Raveendran and Kishore declined to comment.
In the meantime, Byju’s received inquiries from Indian authorities asking why the company couldn’t close its financial records for the fiscal year that ended in March 2021. Officials at the company received summonses from India’s Enforcement Directorate, which looks into money laundering and forex offences, according to sources with knowledge of the situation.
After the raid in late April, Byju’s was not charged. However, according to Bloomberg last month, India’s company regulator, the Ministry of Corporate Affairs, will soon determine whether to launch a formal investigation.
Requests for comment from the MCA and enforcement directorate went unanswered.

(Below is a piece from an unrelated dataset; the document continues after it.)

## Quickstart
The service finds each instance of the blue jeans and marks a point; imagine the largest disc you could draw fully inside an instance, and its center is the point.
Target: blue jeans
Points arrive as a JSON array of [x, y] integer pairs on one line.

Byju’s disclosed its audited financial accounts 18 months after the end of the fiscal year. In comparison to the prior year, they revealed losses of 45.7 billion rupees, a 13-fold increase. Byju’s attributed the poor performance to accounting procedures that postponed revenue to later years. Others noted a sharp rise in marketing expenditures.
Investors were frightened by the firm’s finances. Blackstone was one of the creditors who sold off their assets, allowing distressed US investors to take on the $1.2 billion loan at rates as low as 64 cents to a dollar.
These creditors started requesting expedited payments soon after purchasing the debt since the company had broken covenants, such as a September deadline for reporting its results for the year ending March 31, 2022.
After eight months of discussions, Byju’s US lenders filed a lawsuit in Delaware accusing the company of concealing $500 million. They argued that Byju’s is in technical default over the $1.2 billion loan because the firm hasn’t provided regular financial updates.
Byju’s skipped a $40 million interest payment in June and filed its own lawsuit against the lenders in New York, alleging “bad-faith negotiating.” The debt arrangement, according to the corporation, forbids lenders from selling their holdings to certain investors, such as those who focus on distressed debt.
The stakes keep going up. Three significant investors’ representatives recently resigned from the board of Byju: Peak XV, Prosus, and the Chan Zuckerberg Initiative. In addition, Deloitte Haskins & Sells, Byju’s auditor, left the company due to the company’s shaky financial records.
“Byju’s grew considerably since our first investment in 2018, but, over time, its reporting and governance structures did not evolve sufficiently for a company of that scale,” Prosus said in a July 25 statement, explaining why its director stepped down from Byju’s board.
In recent weeks, Raveendran and Ajay Goel — who joined Byju’s in April as its chief financial officer — hired an affiliate of accounting firm BDO to take over auditing. Goel has said that long-delayed financial accounts will be finalized by the end of September.
“The best of Byju’s is yet to come,” Raveendran told employees at a recent town hall, where he pushed back on criticisms. The company has “not come this far to only come this far.”A $1 billion equity investment from Middle Eastern backers is what Raveendran is relying on and it may happen as soon as next month. In order to get by during the economic crunch, he is now turning to some of his early donors in India.
People tracking the negotiations who didn’t want to be identified because the talks are secret said that if the money comes through, Byju’s may pay off creditors and buy out the rebellious US-based investors.
Lenders also concurred earlier this week to work on modifying the $1.2 billion debt by August 3.
The majority of investors have reduced the company’s estimated value to under $10 billion. Although Byju has had a rough few months, many people are still optimistic about the company, citing its substantial assets, which include 150 million customers.
“The company can still be brought back from the brink,” InCred’s Mathew said. “Some of its businesses have good cash flows, which can potentially attract value investors, who will come in with big cheques helping to sort out things.”